So as long as water made new matches temp and salinity of the old water, you can mix and match or go all new in the process it does not matter. Our official sand rinse thread is 59 or 60 pages now of testing this approach in some sps systems worth twenty grand or more, 350 gallons etc logged in the thread in various places. matching temp and salinity only, and not caring what brand water is used, is what we've patterned to be safe and ideal/easy.


2. In any of the transfer scenarios I can think of there has to be at least one time the stock is going from tank water to fresh, so any need to acclimate in those cases or just plunk rock/corals in?

handled above.


3. Catching my 3 fish would be my biggest issue, last time I transferred I almost lost my filefish to the carpet. I was wondering if it would be possible to leave them in the tank, but try to syphon out sand underneath them?

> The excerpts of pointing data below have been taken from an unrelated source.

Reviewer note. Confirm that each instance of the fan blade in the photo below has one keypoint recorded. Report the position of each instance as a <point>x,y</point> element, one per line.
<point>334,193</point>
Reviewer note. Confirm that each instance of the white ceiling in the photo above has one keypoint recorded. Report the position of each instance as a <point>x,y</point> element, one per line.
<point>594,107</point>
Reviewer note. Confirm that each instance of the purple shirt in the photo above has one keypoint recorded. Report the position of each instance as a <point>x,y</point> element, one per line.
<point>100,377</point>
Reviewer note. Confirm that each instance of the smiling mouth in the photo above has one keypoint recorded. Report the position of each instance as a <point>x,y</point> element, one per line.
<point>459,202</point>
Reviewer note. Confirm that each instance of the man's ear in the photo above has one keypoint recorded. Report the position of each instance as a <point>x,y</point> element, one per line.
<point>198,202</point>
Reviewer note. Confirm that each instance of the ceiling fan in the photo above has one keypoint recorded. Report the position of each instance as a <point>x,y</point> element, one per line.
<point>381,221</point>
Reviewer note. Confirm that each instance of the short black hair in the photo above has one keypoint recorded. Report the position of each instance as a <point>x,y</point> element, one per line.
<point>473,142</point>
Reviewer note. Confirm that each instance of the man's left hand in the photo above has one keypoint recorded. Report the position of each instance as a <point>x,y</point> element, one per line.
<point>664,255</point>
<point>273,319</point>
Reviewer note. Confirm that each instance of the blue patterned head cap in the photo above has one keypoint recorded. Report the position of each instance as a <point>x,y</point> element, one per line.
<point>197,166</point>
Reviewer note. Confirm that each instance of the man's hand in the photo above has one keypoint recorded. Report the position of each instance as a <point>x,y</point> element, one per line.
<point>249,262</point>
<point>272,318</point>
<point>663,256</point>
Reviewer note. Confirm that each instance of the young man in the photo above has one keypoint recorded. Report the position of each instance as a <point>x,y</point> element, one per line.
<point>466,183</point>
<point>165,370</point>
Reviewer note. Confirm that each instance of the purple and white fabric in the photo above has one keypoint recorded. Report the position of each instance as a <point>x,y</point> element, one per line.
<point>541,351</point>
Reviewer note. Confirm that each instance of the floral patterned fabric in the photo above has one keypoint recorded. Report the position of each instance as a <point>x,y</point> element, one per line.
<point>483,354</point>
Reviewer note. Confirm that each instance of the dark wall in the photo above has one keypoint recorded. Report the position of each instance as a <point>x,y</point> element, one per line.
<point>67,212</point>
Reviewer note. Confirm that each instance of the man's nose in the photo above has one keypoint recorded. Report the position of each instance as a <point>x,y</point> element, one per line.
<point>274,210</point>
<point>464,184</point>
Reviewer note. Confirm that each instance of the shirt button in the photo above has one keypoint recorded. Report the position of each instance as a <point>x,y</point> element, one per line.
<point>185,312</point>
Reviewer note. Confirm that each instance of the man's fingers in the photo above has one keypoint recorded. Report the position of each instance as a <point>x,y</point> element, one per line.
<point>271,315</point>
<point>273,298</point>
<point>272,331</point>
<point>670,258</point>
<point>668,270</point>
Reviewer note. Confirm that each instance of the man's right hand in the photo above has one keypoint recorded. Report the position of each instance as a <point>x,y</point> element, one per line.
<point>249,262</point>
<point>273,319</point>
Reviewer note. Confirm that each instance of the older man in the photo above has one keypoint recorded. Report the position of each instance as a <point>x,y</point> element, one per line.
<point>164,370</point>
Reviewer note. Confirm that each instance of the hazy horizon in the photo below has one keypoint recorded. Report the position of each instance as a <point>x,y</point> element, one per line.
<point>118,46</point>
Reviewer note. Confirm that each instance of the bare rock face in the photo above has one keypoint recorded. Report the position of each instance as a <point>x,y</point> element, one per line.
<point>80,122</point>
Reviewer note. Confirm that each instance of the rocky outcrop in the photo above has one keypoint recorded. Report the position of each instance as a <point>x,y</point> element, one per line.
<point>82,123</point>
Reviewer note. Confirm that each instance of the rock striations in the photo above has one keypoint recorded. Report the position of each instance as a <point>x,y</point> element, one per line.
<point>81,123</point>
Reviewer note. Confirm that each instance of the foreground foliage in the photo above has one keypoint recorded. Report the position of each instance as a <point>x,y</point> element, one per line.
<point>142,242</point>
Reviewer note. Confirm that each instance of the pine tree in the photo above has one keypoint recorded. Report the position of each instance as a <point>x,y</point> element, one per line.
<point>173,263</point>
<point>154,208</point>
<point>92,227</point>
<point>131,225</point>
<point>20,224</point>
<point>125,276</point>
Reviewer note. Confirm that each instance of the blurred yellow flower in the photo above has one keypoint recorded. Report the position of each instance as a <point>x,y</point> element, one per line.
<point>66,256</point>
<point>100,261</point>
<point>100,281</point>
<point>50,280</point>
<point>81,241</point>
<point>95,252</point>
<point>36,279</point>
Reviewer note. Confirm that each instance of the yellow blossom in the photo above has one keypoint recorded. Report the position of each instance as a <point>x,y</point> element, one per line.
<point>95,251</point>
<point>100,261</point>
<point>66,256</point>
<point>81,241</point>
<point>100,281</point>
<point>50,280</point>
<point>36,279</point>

*I must firmly recommend against this. reason why: 95% of the time it goes fine, nothing bad happens. people do it anyway in my threads even though I request not to (because 5% loss isn't acceptable, no losses are acceptable, we're at 100% safety rate on about a thousand logged jobs by not doing in-tank sand removal with water and animals present)

within the 5% risk is this: certain states of bacterial decay (we think) upwelled among fish is what kills animals. that's the source of a true cycle event, upwelling of cloudy waste, we must have animals gone before sandbed access. We know nowadays the risk parameter is not ammonia; ammonia isn't stored up anywhere in a reef tank its quickly used up when generated. it could be gas pocketing and / or cells in states of decay from zones of lower oxygen. the surgical ordered takedown we use, and the cloudless pre rinse of ALL new sand, is what makes us skip cycle for 9 years in a row.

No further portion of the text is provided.